Logo since 2016 until 2020

== Channels ==
The channels that make up the Sky package broadcast from the Astra 19.2°E satellite position, using the Astra 1H, Astra 1L, and Astra 1M satellites. Channels are uplinked by Sky Italia. Between 2004 and 2016, they were uplinked by SES Platform Services (later MX1, now part of SES Video).
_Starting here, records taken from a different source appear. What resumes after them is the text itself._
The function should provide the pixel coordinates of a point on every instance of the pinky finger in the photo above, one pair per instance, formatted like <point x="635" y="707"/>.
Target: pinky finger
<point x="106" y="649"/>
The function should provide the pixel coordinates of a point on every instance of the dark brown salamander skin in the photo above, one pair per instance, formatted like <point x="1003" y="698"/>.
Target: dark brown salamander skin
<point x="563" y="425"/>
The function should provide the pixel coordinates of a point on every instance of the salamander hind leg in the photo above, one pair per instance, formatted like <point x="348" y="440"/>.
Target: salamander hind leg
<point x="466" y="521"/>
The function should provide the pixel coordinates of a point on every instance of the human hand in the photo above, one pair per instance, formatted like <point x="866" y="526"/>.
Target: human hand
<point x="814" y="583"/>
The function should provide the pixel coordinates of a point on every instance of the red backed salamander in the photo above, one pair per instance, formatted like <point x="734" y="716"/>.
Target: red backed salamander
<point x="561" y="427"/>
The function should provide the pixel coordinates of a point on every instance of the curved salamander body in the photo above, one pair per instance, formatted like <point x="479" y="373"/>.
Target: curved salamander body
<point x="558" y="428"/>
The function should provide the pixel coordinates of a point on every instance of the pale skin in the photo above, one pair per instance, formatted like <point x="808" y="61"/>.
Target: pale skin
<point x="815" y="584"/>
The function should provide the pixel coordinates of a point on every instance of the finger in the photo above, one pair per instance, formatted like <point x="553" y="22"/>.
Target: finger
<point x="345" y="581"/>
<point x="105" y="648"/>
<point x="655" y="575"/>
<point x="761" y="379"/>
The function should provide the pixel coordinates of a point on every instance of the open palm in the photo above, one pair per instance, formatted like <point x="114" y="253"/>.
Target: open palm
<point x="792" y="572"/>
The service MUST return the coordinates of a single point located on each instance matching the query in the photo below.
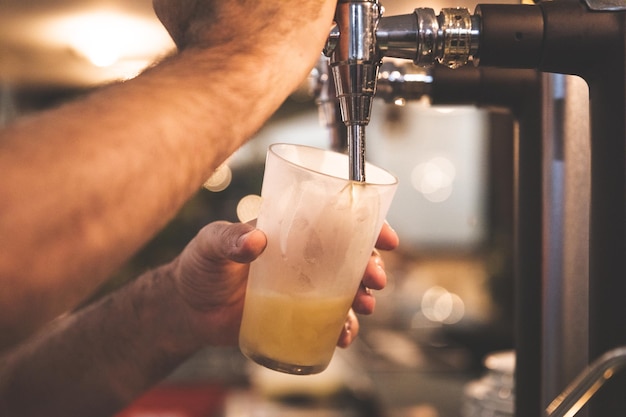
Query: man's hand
(211, 275)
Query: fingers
(238, 242)
(350, 330)
(388, 238)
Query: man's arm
(84, 186)
(95, 361)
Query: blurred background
(448, 303)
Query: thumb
(238, 242)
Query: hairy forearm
(86, 185)
(96, 361)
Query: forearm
(86, 185)
(96, 361)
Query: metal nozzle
(450, 39)
(354, 61)
(362, 37)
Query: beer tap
(586, 38)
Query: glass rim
(393, 180)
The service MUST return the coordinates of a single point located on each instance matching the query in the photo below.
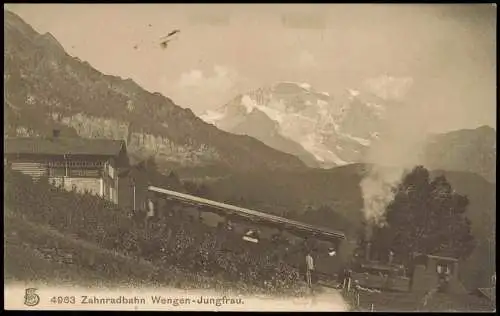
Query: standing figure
(309, 268)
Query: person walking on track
(309, 269)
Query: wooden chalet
(74, 163)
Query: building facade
(83, 165)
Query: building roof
(488, 292)
(63, 146)
(435, 256)
(248, 212)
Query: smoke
(398, 149)
(378, 191)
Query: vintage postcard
(250, 157)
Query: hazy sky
(446, 52)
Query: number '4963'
(63, 300)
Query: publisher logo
(31, 298)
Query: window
(57, 172)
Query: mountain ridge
(44, 83)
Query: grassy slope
(92, 265)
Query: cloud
(307, 60)
(201, 89)
(388, 87)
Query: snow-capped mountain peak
(326, 131)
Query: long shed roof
(63, 146)
(248, 212)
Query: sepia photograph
(250, 157)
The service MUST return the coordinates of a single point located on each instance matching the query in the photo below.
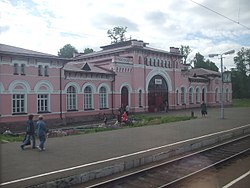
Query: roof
(122, 46)
(85, 67)
(204, 72)
(12, 50)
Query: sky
(206, 26)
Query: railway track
(168, 174)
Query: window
(146, 61)
(22, 69)
(191, 100)
(15, 68)
(71, 98)
(40, 67)
(46, 70)
(103, 98)
(182, 95)
(87, 98)
(197, 96)
(139, 60)
(140, 98)
(18, 103)
(227, 95)
(177, 97)
(42, 103)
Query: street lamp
(221, 64)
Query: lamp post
(221, 64)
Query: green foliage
(200, 62)
(67, 51)
(117, 34)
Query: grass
(241, 102)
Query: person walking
(203, 109)
(41, 132)
(30, 133)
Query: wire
(221, 15)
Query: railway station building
(129, 73)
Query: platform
(78, 158)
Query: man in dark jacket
(30, 133)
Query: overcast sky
(47, 25)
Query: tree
(88, 50)
(185, 51)
(117, 34)
(200, 62)
(67, 51)
(240, 78)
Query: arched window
(145, 60)
(177, 97)
(71, 98)
(103, 98)
(197, 95)
(191, 94)
(19, 99)
(88, 98)
(227, 95)
(140, 98)
(139, 60)
(217, 95)
(183, 95)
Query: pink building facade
(80, 89)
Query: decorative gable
(86, 67)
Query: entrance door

| Channel number | Channel name | Content |
|---|---|---|
| 200 | Sky Sport News HD | Germany's only 24-hour LIVE sports news channel. Alongside news bulletins every 15 minutes, it broadcasts highlights, magazines, press conferences and trainings from Bundesliga's teams. |
| 201 | Sky Sport Top Event |  |
| 202 | Sky Sport Bundesliga (1-5 bundesliga channel) | Dedicated channel for live coverage of German Bundesliga and 2. Bundesliga |
| 203 | Sky Sport F1 | Dedicated channel for live coverage of F1. |
| 204 | Sky Sport Premier League | All the best of English Premier League games. |
| 205 | Sky Sport Mix |  |
| 206 | Sky Sport NFL | Dedicated channel for live coverage of NFL. |
| 207 | Sky Sport Tennis | Dedicated channel for live coverage of ATP Tour, WTA Tour and grand slam tennis event. |
| 208 | Sky Sport Golf | Live coverage of the Golf events. |
| 209 | Sky Sport UHD | Selected coverage in ultra-high-definition. |
| 210 | Sky Sport Bundesliga UHD | Selected coverage in ultra-high-definition. |
| 211 | Sky Sport Bundesliga 1 | Dedicated channel for live coverage of German Bundesliga and 2. Bundesliga |
| 212 | Sky Sport Bundesliga 2 | Dedicated channel for live coverage of German Bundesliga and 2. Bundesliga |
| 221 | Sky Sport 1 | Live coverage of the DFB-Pokal, UEFA Champions League, Tennis. |
| 222 | Sky Sport 2 | Live coverage of DFB-Pokal, UEFA Champions League, Tennis, Golf and Boxing. |
| 223 | Sky Sport 3 (3-11) | Feed channel, only broadcast special sports events if necessary, or parallel sports events are happening at the same time. |
| 231 | Sky Sport Austria | Dedicated channel for live coverage of the Austrian Bundesliga. |

==Programming==
Events broadcast on the channels include German Bundesliga and 2. Bundesliga, DFB-Pokal, Austrian Bundesliga, UEFA Champions League, UEFA Europa League, UEFA Europa Conference League (until 2021 (for GER) and 2024 (for AUT)), English Premier League, golf and professional wrestling like AEW.